The Reasons America Is Projected to Reduce Interest Rates

The moment has arrived. After a period of economic debate and growing attacks from US President Donald Trump, the US central bank is set to reduce borrowing costs on Wednesday.

The Federal Reserve is broadly anticipated to declare it is lowering the target for its primary interest rate by 0.25 percentage points. This would place it in a range of 4% to 4.25%—the smallest figure in over a year and a half.

This decision—the bank's first rate cut in nearly a year—is anticipated to begin a series of further cuts in the months ahead, which should help reduce loan expenses across the US.

A Warning Regarding the Economy

However, the move includes a caution about the economic situation, indicating growing consensus at the Fed that a stalling employment sector needs a stimulus in the form of reduced interest rates.

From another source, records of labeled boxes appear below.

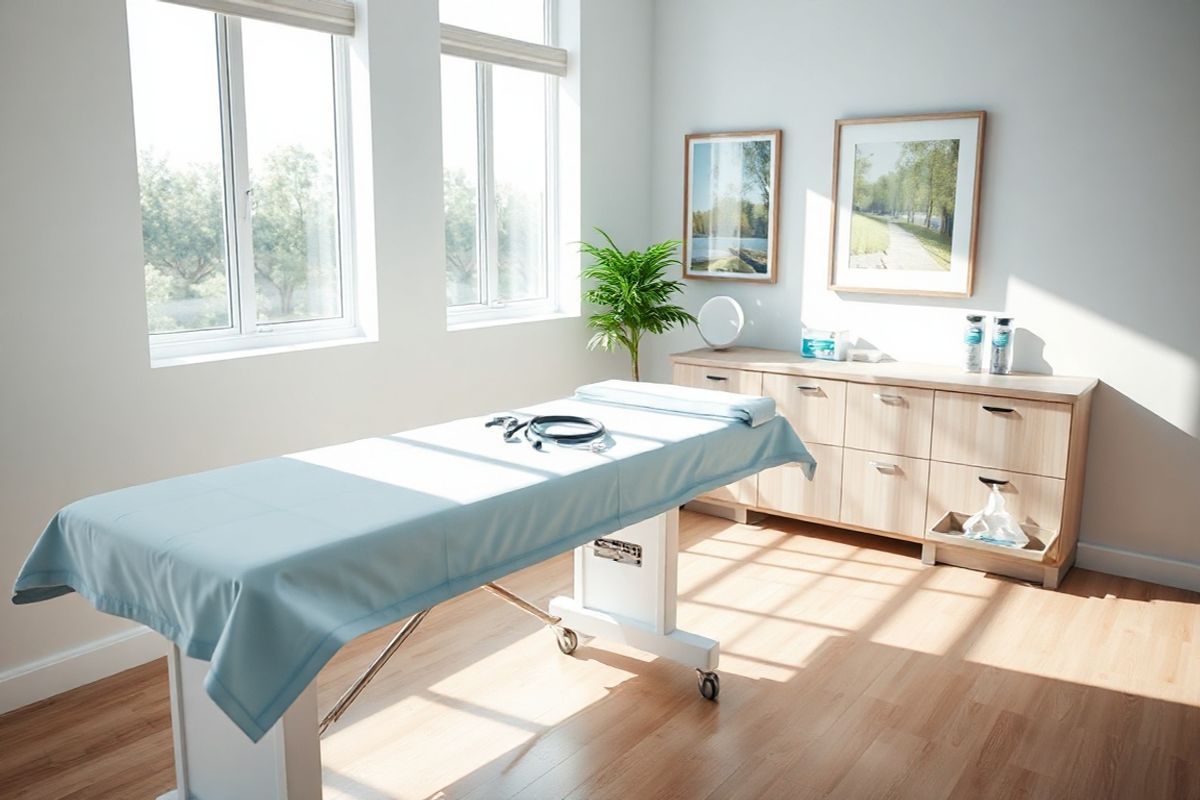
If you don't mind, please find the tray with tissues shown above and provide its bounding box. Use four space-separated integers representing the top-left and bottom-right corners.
925 511 1058 561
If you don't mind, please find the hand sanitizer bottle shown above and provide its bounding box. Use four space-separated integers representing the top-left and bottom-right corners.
991 317 1013 375
962 314 983 372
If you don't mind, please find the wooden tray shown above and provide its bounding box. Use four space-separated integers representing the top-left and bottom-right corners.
925 511 1058 564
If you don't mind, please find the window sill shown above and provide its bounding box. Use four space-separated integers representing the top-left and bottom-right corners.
446 311 580 332
150 329 378 369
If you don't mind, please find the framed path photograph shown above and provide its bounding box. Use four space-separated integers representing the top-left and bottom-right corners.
829 112 985 297
683 131 782 283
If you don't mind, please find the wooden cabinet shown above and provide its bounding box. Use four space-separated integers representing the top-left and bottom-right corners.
932 392 1070 477
925 461 1066 530
762 373 846 445
846 384 934 458
839 447 929 537
673 348 1096 585
757 437 842 519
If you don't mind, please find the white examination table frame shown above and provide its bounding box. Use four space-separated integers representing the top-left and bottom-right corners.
152 509 720 800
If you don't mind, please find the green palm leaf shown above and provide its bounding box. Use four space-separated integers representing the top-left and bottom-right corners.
580 228 696 380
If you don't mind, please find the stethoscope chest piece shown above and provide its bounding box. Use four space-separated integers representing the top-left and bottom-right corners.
484 414 608 452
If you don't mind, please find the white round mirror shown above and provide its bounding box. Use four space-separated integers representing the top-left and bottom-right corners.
696 295 746 350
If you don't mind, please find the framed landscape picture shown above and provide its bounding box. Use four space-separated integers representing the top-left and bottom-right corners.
829 112 985 297
683 131 782 283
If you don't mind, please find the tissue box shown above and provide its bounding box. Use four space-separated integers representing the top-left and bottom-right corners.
800 329 850 361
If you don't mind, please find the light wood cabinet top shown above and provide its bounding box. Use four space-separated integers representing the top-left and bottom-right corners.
671 347 1096 403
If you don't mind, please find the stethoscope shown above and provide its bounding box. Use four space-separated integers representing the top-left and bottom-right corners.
484 414 608 451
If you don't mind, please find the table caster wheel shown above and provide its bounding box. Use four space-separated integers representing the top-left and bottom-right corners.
554 627 580 656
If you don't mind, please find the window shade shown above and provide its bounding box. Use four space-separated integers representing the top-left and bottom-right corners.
442 23 566 77
157 0 354 36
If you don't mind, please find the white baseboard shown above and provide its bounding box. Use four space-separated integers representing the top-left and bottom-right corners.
0 625 167 714
1075 542 1200 591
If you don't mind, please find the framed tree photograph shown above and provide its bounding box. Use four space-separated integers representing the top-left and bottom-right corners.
829 112 985 297
683 131 782 283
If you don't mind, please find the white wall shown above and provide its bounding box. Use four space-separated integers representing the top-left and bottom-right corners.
647 0 1200 589
0 0 652 710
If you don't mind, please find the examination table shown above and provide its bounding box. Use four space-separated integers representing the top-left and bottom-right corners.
13 381 815 800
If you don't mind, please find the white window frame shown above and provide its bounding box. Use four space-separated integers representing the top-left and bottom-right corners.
442 0 566 330
138 8 357 366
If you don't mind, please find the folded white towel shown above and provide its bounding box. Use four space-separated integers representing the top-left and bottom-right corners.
575 380 775 428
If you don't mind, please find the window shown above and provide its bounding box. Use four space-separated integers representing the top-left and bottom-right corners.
440 0 566 324
127 0 358 360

Additionally, these cuts are likely to please the president, who has demanded much larger cuts.

Reasons Behind the Reduction Was Anticipated

To a large extent, it is expected that the Fed, which determines interest rate policy independent of the White House, is reducing rates.

Price increases that ripped through the recovery phase and led the bank to raise interest rates in 2022 has come down substantially.

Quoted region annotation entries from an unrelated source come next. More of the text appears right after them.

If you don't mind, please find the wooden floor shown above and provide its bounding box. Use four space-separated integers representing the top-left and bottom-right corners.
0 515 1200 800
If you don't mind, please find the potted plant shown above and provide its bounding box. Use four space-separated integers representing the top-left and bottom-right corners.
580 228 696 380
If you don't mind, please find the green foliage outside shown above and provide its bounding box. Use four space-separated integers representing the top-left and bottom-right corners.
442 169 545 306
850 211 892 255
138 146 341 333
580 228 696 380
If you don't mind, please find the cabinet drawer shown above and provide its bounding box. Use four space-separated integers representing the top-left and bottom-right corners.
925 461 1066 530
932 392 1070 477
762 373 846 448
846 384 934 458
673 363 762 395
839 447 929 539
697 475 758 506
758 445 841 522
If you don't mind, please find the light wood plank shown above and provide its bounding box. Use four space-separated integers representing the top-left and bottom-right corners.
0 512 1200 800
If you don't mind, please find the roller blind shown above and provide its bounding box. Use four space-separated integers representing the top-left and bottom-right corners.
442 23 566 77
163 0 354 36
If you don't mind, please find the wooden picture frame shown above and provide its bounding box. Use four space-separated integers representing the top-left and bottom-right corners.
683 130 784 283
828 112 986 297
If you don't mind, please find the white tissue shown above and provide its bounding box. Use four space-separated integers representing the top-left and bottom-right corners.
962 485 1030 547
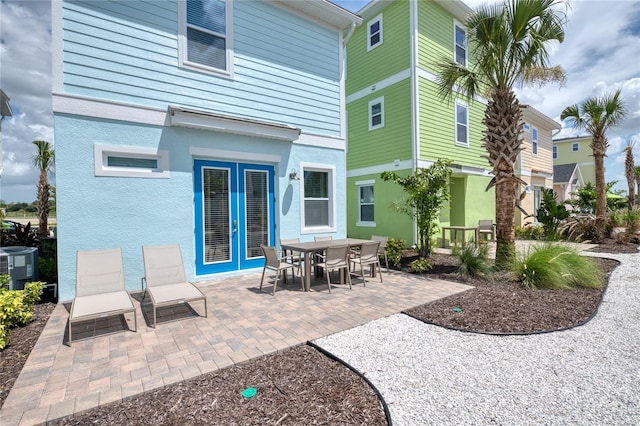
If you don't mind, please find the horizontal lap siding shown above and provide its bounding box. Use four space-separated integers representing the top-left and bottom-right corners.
64 1 340 136
347 79 413 169
419 78 489 168
346 1 411 95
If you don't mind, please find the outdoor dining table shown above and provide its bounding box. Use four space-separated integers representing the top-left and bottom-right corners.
280 238 370 291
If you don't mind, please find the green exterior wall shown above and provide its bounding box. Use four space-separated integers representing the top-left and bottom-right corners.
347 79 413 169
345 1 411 94
419 78 489 168
347 170 413 246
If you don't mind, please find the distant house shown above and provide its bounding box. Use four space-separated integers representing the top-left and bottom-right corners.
515 105 562 226
52 0 361 301
553 136 596 185
553 163 585 203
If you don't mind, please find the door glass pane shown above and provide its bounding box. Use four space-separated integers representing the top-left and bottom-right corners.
202 168 231 263
244 170 269 259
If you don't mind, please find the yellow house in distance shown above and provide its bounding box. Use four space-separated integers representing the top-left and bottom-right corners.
515 105 562 226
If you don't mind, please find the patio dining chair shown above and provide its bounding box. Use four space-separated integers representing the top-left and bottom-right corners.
371 235 389 272
69 248 138 346
260 245 304 296
142 244 207 328
316 245 351 293
349 241 382 287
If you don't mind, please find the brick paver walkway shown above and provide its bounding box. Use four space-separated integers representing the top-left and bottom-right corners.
0 271 470 426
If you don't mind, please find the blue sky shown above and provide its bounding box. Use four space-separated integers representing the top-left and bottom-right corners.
0 0 640 202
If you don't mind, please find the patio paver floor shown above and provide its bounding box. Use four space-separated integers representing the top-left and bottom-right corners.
0 271 471 426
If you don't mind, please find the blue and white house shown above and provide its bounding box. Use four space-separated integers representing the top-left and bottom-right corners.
52 0 361 301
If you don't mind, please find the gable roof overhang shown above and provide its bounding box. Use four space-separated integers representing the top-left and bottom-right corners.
267 0 362 31
168 105 301 142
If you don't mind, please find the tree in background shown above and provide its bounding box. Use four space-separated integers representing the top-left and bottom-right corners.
380 159 451 257
560 90 626 241
437 0 566 269
32 140 55 236
624 142 636 210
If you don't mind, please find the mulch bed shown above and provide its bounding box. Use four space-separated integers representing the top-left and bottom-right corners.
0 240 638 425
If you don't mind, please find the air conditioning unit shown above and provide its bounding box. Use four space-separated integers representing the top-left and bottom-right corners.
0 246 39 290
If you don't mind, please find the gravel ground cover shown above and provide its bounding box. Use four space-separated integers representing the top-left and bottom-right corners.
0 242 640 425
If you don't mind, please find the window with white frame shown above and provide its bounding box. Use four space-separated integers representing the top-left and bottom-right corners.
178 0 233 74
456 101 469 146
93 144 169 178
367 15 382 51
369 97 384 130
453 22 467 67
301 165 335 231
356 180 375 226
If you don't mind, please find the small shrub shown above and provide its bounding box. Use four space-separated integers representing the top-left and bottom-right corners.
514 244 604 290
387 237 407 268
451 244 491 278
411 257 433 272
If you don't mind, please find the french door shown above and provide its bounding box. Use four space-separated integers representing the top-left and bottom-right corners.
194 160 275 275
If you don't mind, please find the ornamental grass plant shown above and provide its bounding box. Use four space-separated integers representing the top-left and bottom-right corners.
514 244 605 290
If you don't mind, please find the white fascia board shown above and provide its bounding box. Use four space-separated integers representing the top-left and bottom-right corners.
169 106 301 142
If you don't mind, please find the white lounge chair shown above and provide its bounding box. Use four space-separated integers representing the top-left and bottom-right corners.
142 244 207 328
69 248 138 346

In the UK, the EU, the northern neighbor and other regions, monetary authorities have already acted with lower rates, while the Fed's own policymakers have stated for an extended period that they expected to reduce borrowing costs by at least half a percentage point this year.

During the previous gathering, a couple of officials of the board even backed a cut.

Their proposal was rejected, as other members continued to be concerned that the administration’s fiscal measures, including reduced taxes, trade duties and large-scale arrests of migrant workers, might lead to inflation to rise again.

Indeed, the US in recent months has seen inflation increase slightly. Prices increased nearly 3% over the 12 months to August, the fastest pace since the start of the year, and still higher than the Fed's 2% target.

Labour Market Softness Overshadows Inflation Worries

However, lately, those apprehensions have been overshadowed by weakness in the labour market. The US reported meagre employment growth in the summer months and an net decline in June—the first such decline since 2020.

It really comes down to what we've seen in the jobs market—the deterioration observed over the past few months.
Officials are aware that when the job sector turns, it can change rapidly, so they're wanting to ensure they're not stepping on the brakes the economic activity at the same time the labour market has begun to soften.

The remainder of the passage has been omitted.